Le rapport précise encore:
"Le deuxième alinéa de cet article [6 II] dispose que les intermédiaires techniques doivent fournir aux éditeurs de services de communication publique en ligne les moyens techniques de satisfaire à leur obligation d'identification. Cet article s'inscrit dans la démarche consistant à responsabiliser les auteurs de contenus et à dégager la responsabilité, très subsidiaire, des prestataires techniques. Il ne concerne que les « éditeurs » de services de communication publique en ligne et non pas toute personne contribuant « à la création du contenu ou de l'un des contenus » d'un tel service."
La messe est dite: par éditeur de service de communication au public, on fait donc référence, par exemple, au propriétaire/administrateur d'un site internet, à celui qui a le pouvoir de modifier (l'éditeur) un site web (un service de communication au public). L'hébergeur doit donc stocker les identifiants de celui qui édite un site internet, selon les dispositions de 6 III. Or, un internaute qui uploade youtube n'est qu'un "créateur de contenu". C'est youtube qui peut être qualifié d'ailleurs d'hébergeur mais également d'éditeur.
Par souci d'exhaustivité, je suis allé déterrer également le rapport du 23 janvier 2008 de la Commission des affaires économiques, de l'environnement et du territoire sur la mise en application de la LCEN.
Ce texte nous confirme que: "Au II de l’article 6, il est prévu un décret en Conseil d’État pour définir les données permettant l’identification des créateurs de contenus de sites informatiques. L’avis de la CNIL est nécessaire pour la prise de ce texte délicat [...]
Requalifier les hébergeurs en éditeurs est la voie la plus radicale pour accroître la responsabilité des hébergeurs.
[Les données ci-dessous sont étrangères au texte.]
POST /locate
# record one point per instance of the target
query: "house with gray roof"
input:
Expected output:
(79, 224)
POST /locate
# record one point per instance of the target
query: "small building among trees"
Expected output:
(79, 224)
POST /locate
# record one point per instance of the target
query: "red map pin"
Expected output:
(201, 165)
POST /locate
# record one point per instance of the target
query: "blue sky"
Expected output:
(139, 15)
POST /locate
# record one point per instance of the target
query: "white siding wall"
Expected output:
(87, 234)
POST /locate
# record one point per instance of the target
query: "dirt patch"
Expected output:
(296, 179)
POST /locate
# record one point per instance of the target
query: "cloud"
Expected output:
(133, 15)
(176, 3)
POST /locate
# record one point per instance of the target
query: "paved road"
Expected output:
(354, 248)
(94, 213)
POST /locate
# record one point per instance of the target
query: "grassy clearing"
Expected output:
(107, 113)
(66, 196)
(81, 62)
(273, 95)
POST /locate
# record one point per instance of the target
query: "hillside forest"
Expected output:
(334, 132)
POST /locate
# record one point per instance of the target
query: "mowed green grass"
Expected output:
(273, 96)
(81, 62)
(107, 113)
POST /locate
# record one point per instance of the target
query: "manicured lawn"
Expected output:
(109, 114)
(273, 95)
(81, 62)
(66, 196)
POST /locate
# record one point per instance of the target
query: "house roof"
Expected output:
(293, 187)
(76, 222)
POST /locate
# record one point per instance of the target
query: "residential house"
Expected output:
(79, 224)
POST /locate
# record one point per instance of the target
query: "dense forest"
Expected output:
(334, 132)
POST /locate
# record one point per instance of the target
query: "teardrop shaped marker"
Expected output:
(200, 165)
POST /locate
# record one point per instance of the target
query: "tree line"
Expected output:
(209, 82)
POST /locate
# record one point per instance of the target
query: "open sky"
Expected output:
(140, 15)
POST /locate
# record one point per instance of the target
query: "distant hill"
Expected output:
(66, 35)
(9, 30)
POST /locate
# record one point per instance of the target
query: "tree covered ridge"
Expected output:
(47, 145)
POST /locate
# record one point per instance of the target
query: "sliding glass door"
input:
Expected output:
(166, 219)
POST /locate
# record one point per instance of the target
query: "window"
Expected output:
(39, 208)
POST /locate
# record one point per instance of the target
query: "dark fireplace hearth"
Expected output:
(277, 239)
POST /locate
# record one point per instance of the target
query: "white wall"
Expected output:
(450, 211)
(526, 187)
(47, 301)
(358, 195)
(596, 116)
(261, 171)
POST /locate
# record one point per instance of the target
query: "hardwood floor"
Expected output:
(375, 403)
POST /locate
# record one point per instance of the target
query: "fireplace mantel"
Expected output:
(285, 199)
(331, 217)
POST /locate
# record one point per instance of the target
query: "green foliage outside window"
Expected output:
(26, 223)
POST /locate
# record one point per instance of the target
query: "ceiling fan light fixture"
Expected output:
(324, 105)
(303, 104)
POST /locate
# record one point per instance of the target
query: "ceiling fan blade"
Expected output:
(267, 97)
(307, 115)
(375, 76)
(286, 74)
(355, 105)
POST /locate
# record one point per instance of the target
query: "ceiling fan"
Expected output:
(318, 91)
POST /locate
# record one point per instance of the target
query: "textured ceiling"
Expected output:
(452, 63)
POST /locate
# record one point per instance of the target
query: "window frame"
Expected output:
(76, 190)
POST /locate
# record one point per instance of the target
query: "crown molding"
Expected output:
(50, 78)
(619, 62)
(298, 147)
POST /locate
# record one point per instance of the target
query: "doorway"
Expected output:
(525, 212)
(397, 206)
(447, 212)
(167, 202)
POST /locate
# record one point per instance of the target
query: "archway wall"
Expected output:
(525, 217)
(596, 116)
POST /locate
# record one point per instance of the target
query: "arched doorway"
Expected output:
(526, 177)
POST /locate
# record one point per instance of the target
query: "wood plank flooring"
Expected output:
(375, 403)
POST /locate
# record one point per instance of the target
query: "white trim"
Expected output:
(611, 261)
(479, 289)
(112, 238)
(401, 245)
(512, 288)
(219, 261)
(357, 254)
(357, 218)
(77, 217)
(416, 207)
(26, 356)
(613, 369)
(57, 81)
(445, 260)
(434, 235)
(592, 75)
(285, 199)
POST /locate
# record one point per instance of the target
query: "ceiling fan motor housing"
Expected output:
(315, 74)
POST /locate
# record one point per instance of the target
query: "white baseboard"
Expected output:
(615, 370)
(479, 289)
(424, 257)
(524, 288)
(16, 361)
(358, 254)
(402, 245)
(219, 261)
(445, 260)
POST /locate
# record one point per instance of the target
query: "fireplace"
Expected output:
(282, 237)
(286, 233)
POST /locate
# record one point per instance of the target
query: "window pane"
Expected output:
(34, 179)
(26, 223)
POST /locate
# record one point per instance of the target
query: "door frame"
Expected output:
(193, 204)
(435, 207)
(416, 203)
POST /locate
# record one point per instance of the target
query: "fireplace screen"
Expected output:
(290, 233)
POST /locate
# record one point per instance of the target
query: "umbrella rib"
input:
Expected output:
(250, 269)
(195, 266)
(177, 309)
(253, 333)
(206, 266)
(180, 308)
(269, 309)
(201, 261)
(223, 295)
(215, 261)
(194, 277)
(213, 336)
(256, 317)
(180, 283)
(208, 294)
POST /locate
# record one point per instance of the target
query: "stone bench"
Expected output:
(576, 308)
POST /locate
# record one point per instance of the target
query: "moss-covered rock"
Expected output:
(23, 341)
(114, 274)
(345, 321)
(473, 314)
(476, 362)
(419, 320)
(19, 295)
L'éditeur est en effet responsable, civilement et pénalement, pour tout ce qu’il édite."
Et il édite quoi, l'éditeur ? Eh bien, le contenu des créateurs!
Le Tribunal, pour contourner l'absence de décret d'application de la LCEN, a donc dû habilement tordre la notion de créateur et d'éditeur pour n'avoir à se servir que de la loi. Cette condamnation de Youtube m'apparaît donc fondée sur une mauvaise analyse, induite par l'absence d'un décret d'application de la loi. Le juge était forcé de trouver une issue en l'absence de ce décret et cela, en général, ne peut rien donner de bon.
Pour ceux que cette longue analyse n'a pas contraint à l'évanouissement de bon aloi, vous aurez donc compris les difficultés du métier d'homme de loi, qui se trouve confronté souvent à trop de textes, et parfois....à pas assez!